1) "MRF" terminology is from hierarchical modeling literature, so a prior on \mu(t), rather than our penalized likelihood setting 🤷‍♀ 2) Yeah if I trade L1 for L2 we do better on the smooth part and worse on the pulse. I haven't tried penalizing 2nd diffs. 3) Not suggesting we do Bayesian inference now. The MRF priors can motivate our likelihood penalization, and EM would be a natural choice for computing the maximum marginal likelihood of the data (integrating out the local scales). 4) Not sure I see L0+1st diff helping this particular issue, since we'd not want truly piecewise constant 5) The MRF prior on first differences, with a horseshoe hyperprior, does allow for "jumps & smoothness in between". Is your point that using a mixture instead of the horseshoe will do better? I also notice that the prior on 1st diffs conditioned on the local scales is gaussian, which is tantamount to local L2 penalties. I wonder if this could instead be done with local L1 penalties.

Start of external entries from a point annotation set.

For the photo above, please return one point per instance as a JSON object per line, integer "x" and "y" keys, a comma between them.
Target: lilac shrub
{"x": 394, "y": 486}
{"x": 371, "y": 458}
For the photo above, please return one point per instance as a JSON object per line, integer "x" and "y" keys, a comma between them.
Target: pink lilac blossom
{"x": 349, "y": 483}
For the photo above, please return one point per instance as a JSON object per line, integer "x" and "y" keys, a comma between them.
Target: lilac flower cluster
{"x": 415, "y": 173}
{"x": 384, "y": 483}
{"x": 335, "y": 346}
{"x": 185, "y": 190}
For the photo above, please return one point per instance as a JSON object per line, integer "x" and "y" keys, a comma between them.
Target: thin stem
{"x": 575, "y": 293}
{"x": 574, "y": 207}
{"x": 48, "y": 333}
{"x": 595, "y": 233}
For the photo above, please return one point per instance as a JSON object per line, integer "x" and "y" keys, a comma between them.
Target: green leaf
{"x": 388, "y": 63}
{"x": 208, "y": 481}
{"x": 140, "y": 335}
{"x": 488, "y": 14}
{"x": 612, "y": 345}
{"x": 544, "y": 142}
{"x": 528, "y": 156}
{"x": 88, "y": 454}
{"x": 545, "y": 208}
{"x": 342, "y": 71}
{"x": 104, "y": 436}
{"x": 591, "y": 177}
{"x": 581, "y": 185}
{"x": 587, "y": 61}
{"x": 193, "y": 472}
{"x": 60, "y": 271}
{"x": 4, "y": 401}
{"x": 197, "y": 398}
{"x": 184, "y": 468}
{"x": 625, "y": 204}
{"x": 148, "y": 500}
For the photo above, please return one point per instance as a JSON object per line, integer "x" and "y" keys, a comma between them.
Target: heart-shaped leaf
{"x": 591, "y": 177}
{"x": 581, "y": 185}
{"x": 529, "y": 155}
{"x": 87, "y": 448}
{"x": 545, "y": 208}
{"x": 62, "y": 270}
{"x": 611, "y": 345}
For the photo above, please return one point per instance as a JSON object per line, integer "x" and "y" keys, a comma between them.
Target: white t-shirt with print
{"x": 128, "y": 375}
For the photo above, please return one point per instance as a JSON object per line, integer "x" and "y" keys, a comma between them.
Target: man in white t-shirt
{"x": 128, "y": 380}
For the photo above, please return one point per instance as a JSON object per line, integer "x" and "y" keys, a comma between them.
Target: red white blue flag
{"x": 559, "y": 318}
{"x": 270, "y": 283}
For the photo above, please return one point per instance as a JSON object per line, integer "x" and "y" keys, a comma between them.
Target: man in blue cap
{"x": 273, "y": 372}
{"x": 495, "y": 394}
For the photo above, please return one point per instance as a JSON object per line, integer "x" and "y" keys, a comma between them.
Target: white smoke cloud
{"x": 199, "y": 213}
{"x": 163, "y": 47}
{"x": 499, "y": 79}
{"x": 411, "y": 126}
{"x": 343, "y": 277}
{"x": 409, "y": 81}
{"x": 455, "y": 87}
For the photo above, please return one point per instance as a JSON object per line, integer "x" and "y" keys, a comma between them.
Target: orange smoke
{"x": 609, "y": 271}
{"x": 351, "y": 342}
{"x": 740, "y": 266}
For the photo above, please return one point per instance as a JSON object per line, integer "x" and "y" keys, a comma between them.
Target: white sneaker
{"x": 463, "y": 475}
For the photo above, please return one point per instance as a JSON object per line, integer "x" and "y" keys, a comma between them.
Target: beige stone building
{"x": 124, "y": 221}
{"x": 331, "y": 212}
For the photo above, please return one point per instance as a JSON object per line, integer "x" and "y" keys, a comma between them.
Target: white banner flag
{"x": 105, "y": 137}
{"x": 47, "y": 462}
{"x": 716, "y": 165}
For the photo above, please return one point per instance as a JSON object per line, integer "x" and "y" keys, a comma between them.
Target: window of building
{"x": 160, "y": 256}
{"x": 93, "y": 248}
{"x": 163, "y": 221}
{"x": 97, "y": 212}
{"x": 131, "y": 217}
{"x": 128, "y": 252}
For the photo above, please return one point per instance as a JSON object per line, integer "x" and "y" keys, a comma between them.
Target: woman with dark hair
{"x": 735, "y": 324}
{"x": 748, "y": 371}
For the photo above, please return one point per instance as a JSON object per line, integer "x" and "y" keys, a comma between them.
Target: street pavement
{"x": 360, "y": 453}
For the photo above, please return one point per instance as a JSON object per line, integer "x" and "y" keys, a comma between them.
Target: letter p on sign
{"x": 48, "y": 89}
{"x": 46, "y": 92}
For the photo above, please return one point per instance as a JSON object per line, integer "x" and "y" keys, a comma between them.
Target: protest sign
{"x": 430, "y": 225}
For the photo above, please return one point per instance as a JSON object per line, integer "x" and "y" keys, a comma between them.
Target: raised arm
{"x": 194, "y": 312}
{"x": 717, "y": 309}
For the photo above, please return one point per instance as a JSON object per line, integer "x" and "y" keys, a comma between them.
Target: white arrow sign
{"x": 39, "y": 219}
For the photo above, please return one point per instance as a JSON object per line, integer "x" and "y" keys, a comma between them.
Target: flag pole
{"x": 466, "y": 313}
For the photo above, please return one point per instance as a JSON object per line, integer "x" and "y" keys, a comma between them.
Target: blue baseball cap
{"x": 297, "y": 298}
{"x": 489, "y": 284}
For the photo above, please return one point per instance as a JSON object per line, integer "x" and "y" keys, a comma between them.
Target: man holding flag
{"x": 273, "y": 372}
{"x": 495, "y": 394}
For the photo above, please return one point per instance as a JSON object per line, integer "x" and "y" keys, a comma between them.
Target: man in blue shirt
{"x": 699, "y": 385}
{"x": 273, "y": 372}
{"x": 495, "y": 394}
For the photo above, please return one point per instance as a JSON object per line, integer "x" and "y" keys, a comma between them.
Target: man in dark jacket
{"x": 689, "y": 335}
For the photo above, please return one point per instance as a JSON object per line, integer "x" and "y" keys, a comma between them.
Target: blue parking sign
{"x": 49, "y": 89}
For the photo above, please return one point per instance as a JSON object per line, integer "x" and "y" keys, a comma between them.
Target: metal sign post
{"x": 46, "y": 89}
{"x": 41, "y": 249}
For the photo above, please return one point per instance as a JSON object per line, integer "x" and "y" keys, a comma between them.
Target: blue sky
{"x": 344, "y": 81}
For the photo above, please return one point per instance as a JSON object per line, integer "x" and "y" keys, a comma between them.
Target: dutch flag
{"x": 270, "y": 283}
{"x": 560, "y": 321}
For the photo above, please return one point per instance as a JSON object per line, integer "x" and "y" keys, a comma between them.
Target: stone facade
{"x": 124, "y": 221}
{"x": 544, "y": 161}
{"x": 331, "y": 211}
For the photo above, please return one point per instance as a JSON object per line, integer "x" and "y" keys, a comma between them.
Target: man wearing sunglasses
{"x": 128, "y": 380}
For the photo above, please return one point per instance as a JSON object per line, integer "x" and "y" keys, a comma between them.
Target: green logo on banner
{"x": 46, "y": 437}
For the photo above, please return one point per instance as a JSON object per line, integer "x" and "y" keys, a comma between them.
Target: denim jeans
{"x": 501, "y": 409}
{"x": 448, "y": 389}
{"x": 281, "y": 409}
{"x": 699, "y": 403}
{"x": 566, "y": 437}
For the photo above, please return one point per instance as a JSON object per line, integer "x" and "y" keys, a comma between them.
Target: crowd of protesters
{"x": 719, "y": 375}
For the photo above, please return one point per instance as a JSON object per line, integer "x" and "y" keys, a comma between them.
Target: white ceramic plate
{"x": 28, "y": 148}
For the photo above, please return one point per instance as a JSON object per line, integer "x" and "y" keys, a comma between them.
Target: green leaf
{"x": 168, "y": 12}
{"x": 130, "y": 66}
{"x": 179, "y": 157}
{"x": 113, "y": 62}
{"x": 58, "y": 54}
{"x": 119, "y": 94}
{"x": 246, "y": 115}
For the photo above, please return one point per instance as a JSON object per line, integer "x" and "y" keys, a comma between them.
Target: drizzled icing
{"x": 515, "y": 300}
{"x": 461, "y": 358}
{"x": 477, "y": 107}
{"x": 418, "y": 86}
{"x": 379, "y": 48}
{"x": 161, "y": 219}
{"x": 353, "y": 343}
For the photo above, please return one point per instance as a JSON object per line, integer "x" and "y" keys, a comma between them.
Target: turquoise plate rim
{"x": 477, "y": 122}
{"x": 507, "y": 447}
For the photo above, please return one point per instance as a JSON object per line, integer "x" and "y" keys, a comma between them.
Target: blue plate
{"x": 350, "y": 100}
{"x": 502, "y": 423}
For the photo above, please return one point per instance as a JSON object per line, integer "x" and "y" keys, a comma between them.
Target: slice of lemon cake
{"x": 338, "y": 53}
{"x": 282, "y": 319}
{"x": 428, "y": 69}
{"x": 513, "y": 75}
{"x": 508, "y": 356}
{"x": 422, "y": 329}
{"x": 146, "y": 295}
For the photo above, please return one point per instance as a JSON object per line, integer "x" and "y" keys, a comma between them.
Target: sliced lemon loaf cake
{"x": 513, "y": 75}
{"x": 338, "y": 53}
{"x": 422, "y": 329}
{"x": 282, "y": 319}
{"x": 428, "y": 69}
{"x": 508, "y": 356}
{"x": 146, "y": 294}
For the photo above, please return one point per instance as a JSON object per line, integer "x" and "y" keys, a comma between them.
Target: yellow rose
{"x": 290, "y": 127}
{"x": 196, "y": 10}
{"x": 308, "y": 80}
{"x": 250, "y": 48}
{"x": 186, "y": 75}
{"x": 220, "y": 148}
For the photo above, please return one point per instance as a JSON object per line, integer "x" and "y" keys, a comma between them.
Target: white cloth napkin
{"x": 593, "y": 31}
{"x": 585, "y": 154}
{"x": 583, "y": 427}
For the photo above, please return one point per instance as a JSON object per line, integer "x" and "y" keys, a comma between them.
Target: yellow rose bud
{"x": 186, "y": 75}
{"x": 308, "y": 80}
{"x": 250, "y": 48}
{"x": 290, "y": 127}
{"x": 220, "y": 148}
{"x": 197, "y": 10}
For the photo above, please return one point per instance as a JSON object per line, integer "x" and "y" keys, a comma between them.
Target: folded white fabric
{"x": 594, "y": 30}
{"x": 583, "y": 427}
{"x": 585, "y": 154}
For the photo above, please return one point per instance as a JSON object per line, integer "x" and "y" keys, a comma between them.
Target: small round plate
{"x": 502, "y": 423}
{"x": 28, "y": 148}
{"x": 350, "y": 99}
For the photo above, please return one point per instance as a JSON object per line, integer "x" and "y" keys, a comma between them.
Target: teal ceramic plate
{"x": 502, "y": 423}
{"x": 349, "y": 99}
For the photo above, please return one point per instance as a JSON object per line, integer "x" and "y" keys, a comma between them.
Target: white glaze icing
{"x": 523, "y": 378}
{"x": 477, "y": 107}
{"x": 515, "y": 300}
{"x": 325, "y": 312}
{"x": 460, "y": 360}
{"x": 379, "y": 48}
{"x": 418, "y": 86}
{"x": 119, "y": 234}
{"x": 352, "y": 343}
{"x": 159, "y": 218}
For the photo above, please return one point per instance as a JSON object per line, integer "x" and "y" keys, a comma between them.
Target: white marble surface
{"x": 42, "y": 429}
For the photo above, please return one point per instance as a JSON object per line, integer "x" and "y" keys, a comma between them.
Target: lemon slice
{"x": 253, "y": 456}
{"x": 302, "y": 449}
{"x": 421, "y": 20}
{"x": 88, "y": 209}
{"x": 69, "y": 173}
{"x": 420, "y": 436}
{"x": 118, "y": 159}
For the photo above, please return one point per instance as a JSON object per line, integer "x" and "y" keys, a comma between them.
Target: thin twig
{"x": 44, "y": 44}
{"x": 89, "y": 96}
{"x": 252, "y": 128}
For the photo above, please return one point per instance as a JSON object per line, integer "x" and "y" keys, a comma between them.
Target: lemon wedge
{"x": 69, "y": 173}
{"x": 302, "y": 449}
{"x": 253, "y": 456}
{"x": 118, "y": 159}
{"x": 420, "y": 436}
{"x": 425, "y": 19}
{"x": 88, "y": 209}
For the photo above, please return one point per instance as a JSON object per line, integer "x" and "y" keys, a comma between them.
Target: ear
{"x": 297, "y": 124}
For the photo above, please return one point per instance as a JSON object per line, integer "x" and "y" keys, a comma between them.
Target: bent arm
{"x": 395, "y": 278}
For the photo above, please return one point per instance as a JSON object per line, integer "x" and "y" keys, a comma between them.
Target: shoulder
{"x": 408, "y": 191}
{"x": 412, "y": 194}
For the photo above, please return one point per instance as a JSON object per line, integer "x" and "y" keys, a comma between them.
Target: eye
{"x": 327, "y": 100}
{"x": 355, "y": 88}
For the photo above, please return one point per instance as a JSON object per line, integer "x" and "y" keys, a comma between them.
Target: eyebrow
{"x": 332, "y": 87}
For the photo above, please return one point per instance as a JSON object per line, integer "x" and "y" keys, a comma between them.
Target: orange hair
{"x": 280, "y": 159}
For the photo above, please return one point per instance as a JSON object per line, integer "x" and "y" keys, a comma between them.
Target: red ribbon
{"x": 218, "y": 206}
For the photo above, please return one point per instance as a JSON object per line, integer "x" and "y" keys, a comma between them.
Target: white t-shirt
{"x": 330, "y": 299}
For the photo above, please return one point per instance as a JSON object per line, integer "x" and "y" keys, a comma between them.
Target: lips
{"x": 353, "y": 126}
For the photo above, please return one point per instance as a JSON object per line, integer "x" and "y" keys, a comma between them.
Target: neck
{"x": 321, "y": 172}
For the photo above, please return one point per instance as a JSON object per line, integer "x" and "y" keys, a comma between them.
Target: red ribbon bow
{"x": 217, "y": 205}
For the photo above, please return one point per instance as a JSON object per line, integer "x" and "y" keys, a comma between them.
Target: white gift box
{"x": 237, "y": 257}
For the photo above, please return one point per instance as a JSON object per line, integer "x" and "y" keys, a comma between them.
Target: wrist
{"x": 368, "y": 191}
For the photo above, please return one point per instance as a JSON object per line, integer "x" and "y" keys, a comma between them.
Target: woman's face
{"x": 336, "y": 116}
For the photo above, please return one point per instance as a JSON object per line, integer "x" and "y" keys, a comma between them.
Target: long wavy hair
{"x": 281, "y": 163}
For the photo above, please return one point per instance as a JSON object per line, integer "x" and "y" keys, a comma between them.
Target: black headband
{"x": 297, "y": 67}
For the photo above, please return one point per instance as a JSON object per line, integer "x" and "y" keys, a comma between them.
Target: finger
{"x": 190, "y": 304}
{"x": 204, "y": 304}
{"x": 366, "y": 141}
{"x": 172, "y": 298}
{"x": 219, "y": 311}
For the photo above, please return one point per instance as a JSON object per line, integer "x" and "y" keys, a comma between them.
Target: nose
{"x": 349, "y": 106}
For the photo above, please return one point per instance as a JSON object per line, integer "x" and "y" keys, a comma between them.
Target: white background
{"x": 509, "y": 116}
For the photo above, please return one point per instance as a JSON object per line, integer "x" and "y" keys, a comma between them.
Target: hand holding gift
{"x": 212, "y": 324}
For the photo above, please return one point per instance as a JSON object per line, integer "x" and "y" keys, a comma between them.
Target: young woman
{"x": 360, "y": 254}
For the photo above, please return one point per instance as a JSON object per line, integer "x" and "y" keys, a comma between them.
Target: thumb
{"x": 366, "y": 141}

Another place to look might be trend filtering, which L1 penalizes the second differences, resulting in piecewise linear solutions.

kamdh commented 5 years ago

The MRF prior on first differences, with a horseshoe hyperprior, does allow for "jumps & smoothness in between"

Can you show me this working/point to a figure?

wsdewitt commented 5 years ago

I'd say the broken exponential in fig 3 is performing well. The true curve is within the credible interval for all times, even if the posterior median smooths the corner a bit

kamdh commented 5 years ago

Eh, the solid line is still smoothing out the bumps. I agree the error bars look better, but our method will just be giving us one curve. So smoothing out the bumps might be something we have to deal with.

I don't think we should be stressing about this too much.